The town of Vulcan in West Virginia is a small community that started and flourished thanks to coal mining. The town was relatively closed off from the outside world, with only one bridge connecting it to the rest of the United States. In 1975, that bridge collapsed. The residents of Vulcan asked their state government for a new bridge, but it was denied due to a lack of traffic.

Without another option, they started using a railroad gravel road — which was both illegal and dangerous. Despite the law-breaking, the government of West Virginia did not want to rebuild Vulcan’s fallen bridge.

Two years after the bridge’s collapse, John Robinette, Vulcan’s mayor, was desperate. The conditions were dire — there was no legal way to get into or out of his city, and his state was ignoring the situation.

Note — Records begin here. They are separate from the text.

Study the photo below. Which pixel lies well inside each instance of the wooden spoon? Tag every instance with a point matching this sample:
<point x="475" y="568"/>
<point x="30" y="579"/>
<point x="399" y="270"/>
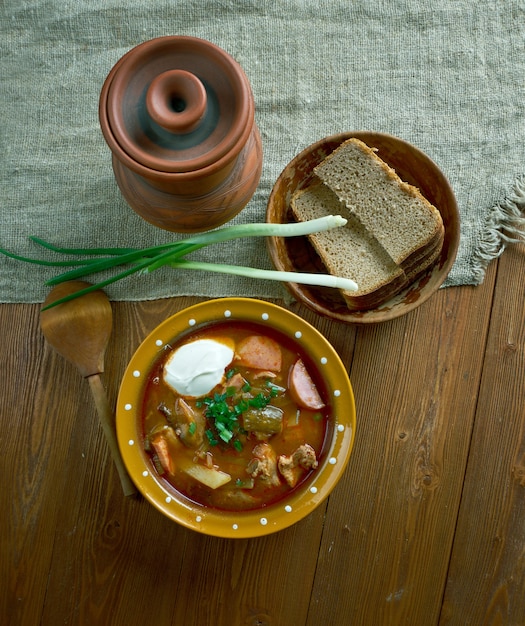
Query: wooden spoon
<point x="79" y="330"/>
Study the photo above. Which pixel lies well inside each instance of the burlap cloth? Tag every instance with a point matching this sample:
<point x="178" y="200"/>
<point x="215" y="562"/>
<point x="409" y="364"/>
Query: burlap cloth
<point x="447" y="76"/>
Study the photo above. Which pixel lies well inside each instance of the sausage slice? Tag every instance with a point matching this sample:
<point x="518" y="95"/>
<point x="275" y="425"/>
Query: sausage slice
<point x="302" y="387"/>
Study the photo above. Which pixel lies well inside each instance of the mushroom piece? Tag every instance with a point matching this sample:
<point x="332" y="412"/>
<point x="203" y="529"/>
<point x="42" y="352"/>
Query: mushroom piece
<point x="264" y="464"/>
<point x="291" y="466"/>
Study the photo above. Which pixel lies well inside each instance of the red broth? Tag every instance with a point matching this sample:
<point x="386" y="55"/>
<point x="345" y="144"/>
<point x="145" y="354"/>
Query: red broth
<point x="244" y="490"/>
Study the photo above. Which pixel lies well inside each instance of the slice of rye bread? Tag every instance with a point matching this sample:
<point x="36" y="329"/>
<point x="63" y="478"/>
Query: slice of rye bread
<point x="398" y="215"/>
<point x="349" y="251"/>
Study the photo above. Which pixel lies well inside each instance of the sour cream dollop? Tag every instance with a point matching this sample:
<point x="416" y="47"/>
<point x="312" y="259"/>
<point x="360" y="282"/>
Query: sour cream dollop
<point x="195" y="368"/>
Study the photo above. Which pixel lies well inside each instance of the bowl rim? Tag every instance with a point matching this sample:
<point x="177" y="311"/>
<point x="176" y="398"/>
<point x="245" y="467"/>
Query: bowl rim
<point x="436" y="274"/>
<point x="285" y="512"/>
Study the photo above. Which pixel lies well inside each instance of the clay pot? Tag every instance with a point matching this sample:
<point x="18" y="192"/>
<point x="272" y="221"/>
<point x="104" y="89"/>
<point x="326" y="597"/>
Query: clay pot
<point x="178" y="116"/>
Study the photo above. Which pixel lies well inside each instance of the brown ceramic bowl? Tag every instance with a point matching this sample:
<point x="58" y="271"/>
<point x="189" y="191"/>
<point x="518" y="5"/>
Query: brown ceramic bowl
<point x="296" y="254"/>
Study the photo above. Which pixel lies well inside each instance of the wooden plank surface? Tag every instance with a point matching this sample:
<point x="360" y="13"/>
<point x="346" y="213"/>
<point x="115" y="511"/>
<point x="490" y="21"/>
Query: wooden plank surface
<point x="431" y="506"/>
<point x="486" y="582"/>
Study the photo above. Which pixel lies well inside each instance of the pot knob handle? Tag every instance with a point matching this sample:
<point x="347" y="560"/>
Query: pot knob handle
<point x="176" y="100"/>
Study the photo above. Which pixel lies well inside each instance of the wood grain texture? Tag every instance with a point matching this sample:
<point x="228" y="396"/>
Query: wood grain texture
<point x="486" y="582"/>
<point x="425" y="528"/>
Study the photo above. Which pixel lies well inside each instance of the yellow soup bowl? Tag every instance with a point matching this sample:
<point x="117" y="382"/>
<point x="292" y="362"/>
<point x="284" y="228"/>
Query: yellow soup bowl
<point x="299" y="502"/>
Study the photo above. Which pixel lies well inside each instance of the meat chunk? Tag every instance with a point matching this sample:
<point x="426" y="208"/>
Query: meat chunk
<point x="189" y="424"/>
<point x="264" y="464"/>
<point x="260" y="353"/>
<point x="159" y="443"/>
<point x="291" y="467"/>
<point x="302" y="387"/>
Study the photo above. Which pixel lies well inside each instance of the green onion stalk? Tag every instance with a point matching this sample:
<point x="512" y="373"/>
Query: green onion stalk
<point x="89" y="261"/>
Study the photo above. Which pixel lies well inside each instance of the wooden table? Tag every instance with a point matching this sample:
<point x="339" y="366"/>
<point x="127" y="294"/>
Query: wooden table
<point x="426" y="527"/>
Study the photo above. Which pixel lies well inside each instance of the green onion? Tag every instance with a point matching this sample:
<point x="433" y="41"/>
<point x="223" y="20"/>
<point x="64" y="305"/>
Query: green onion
<point x="147" y="260"/>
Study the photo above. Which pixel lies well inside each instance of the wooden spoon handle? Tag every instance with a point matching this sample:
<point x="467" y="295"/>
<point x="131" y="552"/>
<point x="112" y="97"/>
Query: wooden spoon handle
<point x="108" y="425"/>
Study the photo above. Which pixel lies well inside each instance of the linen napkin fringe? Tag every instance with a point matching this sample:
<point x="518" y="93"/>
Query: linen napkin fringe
<point x="505" y="224"/>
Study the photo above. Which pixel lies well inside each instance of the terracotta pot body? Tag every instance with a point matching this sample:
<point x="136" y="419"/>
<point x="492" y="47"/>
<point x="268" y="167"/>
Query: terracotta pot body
<point x="178" y="115"/>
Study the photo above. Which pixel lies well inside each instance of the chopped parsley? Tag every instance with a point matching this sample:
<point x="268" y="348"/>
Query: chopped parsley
<point x="223" y="410"/>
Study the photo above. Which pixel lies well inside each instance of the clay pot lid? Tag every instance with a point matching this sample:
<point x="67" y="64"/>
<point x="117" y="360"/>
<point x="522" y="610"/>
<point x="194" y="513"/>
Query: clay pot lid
<point x="175" y="105"/>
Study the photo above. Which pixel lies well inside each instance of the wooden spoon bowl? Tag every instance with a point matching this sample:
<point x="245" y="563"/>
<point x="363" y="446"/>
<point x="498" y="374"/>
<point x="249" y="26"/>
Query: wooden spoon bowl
<point x="79" y="330"/>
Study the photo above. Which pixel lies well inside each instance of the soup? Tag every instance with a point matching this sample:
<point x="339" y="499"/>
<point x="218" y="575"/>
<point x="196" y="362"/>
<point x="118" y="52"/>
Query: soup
<point x="234" y="416"/>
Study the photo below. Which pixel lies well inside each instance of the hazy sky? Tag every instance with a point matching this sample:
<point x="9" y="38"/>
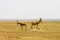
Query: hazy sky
<point x="29" y="9"/>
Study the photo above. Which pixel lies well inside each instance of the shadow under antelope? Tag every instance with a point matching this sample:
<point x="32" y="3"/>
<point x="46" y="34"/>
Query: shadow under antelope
<point x="36" y="23"/>
<point x="22" y="24"/>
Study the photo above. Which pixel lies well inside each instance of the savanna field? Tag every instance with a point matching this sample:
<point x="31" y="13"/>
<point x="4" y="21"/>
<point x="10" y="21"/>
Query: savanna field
<point x="45" y="31"/>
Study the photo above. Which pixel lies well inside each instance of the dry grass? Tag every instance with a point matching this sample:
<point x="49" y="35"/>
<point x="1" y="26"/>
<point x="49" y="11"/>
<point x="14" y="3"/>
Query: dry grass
<point x="46" y="31"/>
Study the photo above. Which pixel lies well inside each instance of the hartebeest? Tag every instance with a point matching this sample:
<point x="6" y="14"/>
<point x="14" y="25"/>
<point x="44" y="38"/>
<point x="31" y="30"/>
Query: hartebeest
<point x="22" y="24"/>
<point x="35" y="23"/>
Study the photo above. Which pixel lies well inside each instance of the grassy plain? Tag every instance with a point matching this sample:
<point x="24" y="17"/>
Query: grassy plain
<point x="46" y="31"/>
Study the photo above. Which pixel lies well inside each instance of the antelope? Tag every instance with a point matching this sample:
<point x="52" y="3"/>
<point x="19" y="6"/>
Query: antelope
<point x="33" y="23"/>
<point x="22" y="24"/>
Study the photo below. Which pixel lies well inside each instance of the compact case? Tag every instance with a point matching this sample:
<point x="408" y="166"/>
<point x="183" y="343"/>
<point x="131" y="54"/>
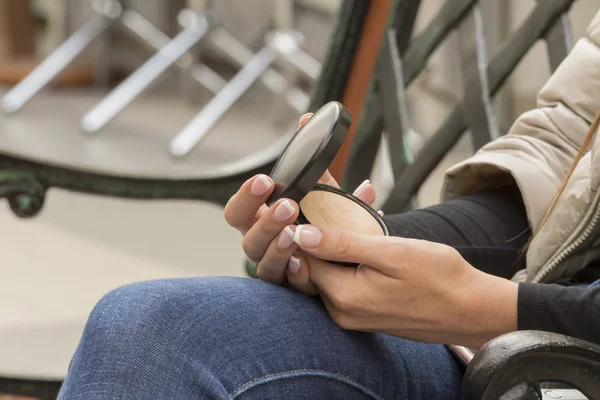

Since his government didn’t listen to his pleas, Robinette decided to try asking another government.

And so it was, at the height of the cold war, that the mayor of a small American town requested foreign aid from the Soviet Union.

It was an act that gained national attention and caught Soviet officials by surprise. The Soviet Union, seeing the chance to cast the US in a bad light, sent their journalists to Vulcan at once.

But at this point, the West Virginia government was more open to helping out their municipality. They immediately committed $1.3 million to build a new bridge for the residents of Vulcan.

Though visibly not busy with traffic, the bridge remains the only way to get into or out of Vulcan to this day.